La Primera Guerra Mundial sacudió a una Europa que creía había alcanzado un peak civilizatorio de paz, armonía y desarrollo económico. La Segunda Guerra Mundial tuvo un efecto parecido pero a nivel mucho mayor. Ya no se podía confiar en nada, todo podía ser destruido, cualquier podía volverse tu enemigo de la noche a la mañana. Las certezas del mundo de 1900 se habían convertido en puro caos.
El arte sintió este remezón, obviamente. Y las primeras reacciones fueron lógicamente las vanguardias: todos esos cuadros dadaístas, cubistas o surrealistas en cierta medida reflejan un mundo que ya no se sabe sobre qué bases se sostiene.
Alex Colville, canadiense nacido en 1920, no le tocó vivir las vanguardias en el París de principios de siglo. Pero sí le tocó servir en la segunda Guerra Mundial. De ahí en adelante no hizo más que reflexionar mediante su pintura de por qué y cómo todo se había ido al diablo tan rápido. Sus pinturas de esos años –porque fue nombrado pintor del regimiento además de teniente– son un documento de los últimos años de la guerra.



Volvió a Norteamérica para vivir en el efervecente mundo de los años 50 en Nueva York, que con la destrucción provocada en las principales urbes europeas, se había convertido en el nuevo centro del mundo.
Por esos años, si eras pintor en Nueva York tenías dos opciones: o te lanzabas a pintar cosas abstractas como líneas y figuras geométricas o bien podías irte por un lado un poco más figurativo relacionado con el realismo mágico.
A Colville no le gustaban ninguno de los dos. Además, no le hacía ninguna gracia producir como loco para una galería del SOHO. Dos pinturas y una seligrafía eran un año productivo para Colville, y como además se vendían bien, no necesitaba que nadie lo empujara a pintar más.
Así que eventualmente decidió dejar ese mundo del arte. Volvió a su Canadá natal como profesor de la Mount Allison University, donde influenció a varios estudiantes en lo que después sería conocido como el Realismo Marítimo. Pero le pasó lo mismo que en Nueva York y ya en el año 73 se mudó con su familia a Wolsfille, Nova Scotia, una pequeña ciudad de la isla canadiense.

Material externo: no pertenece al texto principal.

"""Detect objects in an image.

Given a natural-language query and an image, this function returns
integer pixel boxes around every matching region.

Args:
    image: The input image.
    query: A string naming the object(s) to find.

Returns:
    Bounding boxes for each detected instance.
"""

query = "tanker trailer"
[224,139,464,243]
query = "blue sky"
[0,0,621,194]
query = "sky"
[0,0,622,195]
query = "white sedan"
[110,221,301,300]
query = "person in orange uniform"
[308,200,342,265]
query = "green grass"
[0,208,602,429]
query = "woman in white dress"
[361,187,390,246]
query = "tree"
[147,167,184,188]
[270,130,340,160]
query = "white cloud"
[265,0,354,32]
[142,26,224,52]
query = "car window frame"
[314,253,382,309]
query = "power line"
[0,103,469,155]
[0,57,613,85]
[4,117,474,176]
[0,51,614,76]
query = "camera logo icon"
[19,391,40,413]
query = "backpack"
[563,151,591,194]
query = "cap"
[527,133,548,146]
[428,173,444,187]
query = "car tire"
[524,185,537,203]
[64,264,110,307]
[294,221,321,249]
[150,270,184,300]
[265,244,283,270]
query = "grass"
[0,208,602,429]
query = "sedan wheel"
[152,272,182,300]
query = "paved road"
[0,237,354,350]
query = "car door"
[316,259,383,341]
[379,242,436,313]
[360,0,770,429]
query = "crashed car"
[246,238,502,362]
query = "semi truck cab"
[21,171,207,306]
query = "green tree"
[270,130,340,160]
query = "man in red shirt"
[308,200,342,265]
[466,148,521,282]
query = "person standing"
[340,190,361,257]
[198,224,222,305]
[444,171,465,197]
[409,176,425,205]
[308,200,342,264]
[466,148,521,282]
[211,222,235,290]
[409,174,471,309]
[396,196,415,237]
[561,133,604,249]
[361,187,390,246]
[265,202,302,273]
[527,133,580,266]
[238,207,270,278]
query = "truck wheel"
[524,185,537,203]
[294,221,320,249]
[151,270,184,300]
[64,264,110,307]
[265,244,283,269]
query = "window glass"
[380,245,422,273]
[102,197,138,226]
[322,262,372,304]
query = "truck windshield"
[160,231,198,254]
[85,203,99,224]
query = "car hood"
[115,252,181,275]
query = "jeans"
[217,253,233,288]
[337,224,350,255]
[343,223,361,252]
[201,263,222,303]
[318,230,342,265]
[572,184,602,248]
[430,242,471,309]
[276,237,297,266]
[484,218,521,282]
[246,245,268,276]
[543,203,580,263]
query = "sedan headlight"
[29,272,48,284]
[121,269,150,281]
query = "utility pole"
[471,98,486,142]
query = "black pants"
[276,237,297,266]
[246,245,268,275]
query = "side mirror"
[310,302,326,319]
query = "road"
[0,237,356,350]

Allí se dedicó a pintar y nada más que a pintar.
Si bien se lo relacionó con el realismo mágico de la época (no confundir con el realismo mágico latinoamericano, eso sí), la verdad es que Colville pintaba lo que quería. Su arte fue una manera de reflexionar constantemente sobre las pocas certezas que entragaba el mundo post-Guerra Mundial.
Sus pinturas mezclan un puntillismo silencioso con situaciones y temas muy cotidianos, de personas comunes y corrientes y eventos totalmente domésticos o sencillos, incluso aleatorios, como si el pintor hubiese llegado a ellos por mera casualidad.






Pero si miras con más atención, podrás ver que sí hay una especie de composición detrás, y que está relacionada con la geometría. Se decía que uno siempre sabía cuándo Colville estaba comenzando un nuevo cuadro, porque estaba afuera midiendo al perro. Este interés en la geometría es un interés en el balance de las cosas –ese balance que se había perdido en la Guerra– y que si miras detenidamente, verás cómo algunas formas más arcaicas –líneas, círculos, rectángulos– son las que "unen" muchas veces sus pinturas.
Tal vez por eso mi colega de Fintualist me decía "Sus cuadros son como imágenes de videojuegos, pero él es de 1920".